Ultimately the question is, “How well do I understand the opportunity I see from the perspective of my prospect?” If you can get that from browsing the internet, that’s great.

The main goal is a satisfied customer. Successful brands hold people in a way that is reassuring – we all feel this in the brands we choose to allow into our lives. This is a combination of brand and product working together. The more you know about who you are, where you’re headed and how you fit into the world BEFORE, the greater your ability to deliver satisfying experiences. 

[EDITOR’S NOTE: As of this interview publication, Kickstarter has 67,633 successfully-funded projects and Indiegogo has an unknown number of successfully-funded projects. (As a private company, Indiegogo doesn’t disclose this specific information)  Of these projects, how many appear to have actually listened to consumers about what they actually want before launching their project? Of the projects that have failed, how many of them might have been successful if they had first invested some money ensuring that that were crowdfunding a product for which there was actually a need and that they were communicating in the correct way?] 

Most of the time, what consumers say they want and what they actually want are completely different things (and they are often not aware of this). How do you account for this problem as you listen to consumers? One of the first things I was taught was that we do not have answers. We have experiences, and these experiences are embodied. Yet most research approaches people as if they were a source of reliable answers to our questions, and we keep them in our heads. This is a disastrous misunderstanding.

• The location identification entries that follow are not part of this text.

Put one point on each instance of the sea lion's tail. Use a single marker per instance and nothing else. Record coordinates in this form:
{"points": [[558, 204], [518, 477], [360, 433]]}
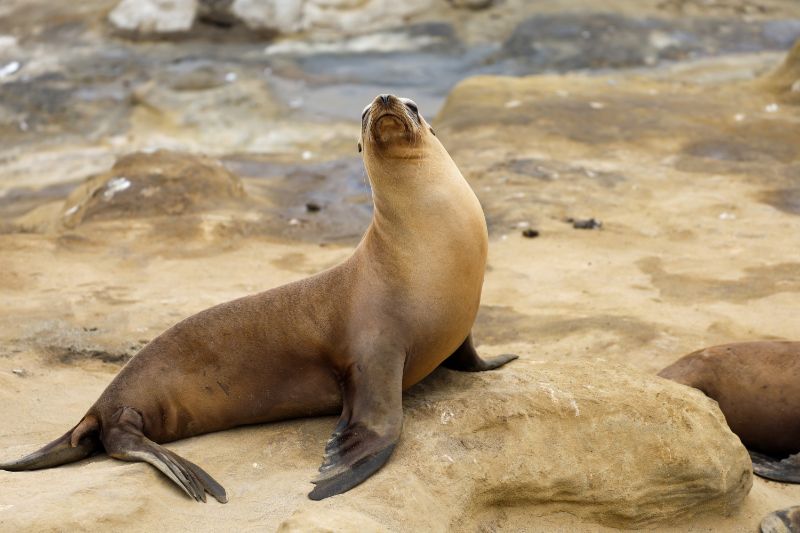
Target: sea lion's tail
{"points": [[79, 442]]}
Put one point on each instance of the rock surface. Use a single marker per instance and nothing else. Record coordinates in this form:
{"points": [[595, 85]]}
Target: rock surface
{"points": [[338, 17], [154, 16], [148, 184], [602, 442]]}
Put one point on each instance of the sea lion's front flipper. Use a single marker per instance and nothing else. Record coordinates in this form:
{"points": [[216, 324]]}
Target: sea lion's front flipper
{"points": [[77, 443], [125, 440], [368, 429], [466, 359], [785, 471], [783, 521]]}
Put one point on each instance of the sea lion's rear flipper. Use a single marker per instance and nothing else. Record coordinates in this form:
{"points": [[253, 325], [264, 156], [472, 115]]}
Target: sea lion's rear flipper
{"points": [[783, 521], [125, 440], [368, 429], [785, 470], [77, 443], [466, 359]]}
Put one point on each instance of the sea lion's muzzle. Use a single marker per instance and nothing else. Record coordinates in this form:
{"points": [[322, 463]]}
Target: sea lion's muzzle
{"points": [[389, 120]]}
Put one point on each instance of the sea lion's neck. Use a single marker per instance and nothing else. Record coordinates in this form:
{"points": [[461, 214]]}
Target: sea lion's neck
{"points": [[424, 205]]}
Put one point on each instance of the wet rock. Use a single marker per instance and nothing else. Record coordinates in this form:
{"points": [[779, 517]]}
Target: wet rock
{"points": [[200, 107], [154, 16], [785, 81], [148, 184], [610, 40]]}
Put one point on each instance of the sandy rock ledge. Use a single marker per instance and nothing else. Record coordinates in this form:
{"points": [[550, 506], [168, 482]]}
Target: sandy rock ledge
{"points": [[603, 443]]}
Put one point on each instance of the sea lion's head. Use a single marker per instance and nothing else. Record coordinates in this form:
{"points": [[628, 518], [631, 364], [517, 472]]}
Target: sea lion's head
{"points": [[392, 127]]}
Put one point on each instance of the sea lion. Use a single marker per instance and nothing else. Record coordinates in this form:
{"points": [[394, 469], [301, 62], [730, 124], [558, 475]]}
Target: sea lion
{"points": [[349, 339], [782, 521], [757, 386]]}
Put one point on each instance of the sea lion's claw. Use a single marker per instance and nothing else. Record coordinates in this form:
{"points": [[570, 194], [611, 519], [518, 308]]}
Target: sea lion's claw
{"points": [[368, 429], [125, 440], [785, 471], [466, 359], [783, 521], [348, 478], [58, 452]]}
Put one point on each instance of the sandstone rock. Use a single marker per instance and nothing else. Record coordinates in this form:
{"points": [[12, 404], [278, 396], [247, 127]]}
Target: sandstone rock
{"points": [[785, 81], [330, 17], [472, 4], [148, 184], [492, 451], [154, 16], [602, 442], [285, 16]]}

So I design projects from the body out. That means I do men and women’s groups separately, partly because all categories are gendered, and partly because men and women communicate differently when they’re in the company of the other.

I recruit and re-recruit to make sure that I am talking to people with real category or brand experiences. I do not have anyone introduce themselves at the beginning of groups, to avoid the creation of a social hierarchy that arrives as soon as you know what neighborhood someone lives in, or job they have.

The mind thinks in images first, so I do a lot of free association and projective questions to get at the imagery and emotions and work backwards. All the exercises are written down, to give people the opportunity to free associate within themselves and to protect against social influence.

I recently backed out of a project because my client, an innovation agency, said the CEO was going to be there, so there needed to be more talking, less writing. Never mind that the talking would be unreliable nonsense. I refused. I have only recently found the courage to hold onto these principles for myself.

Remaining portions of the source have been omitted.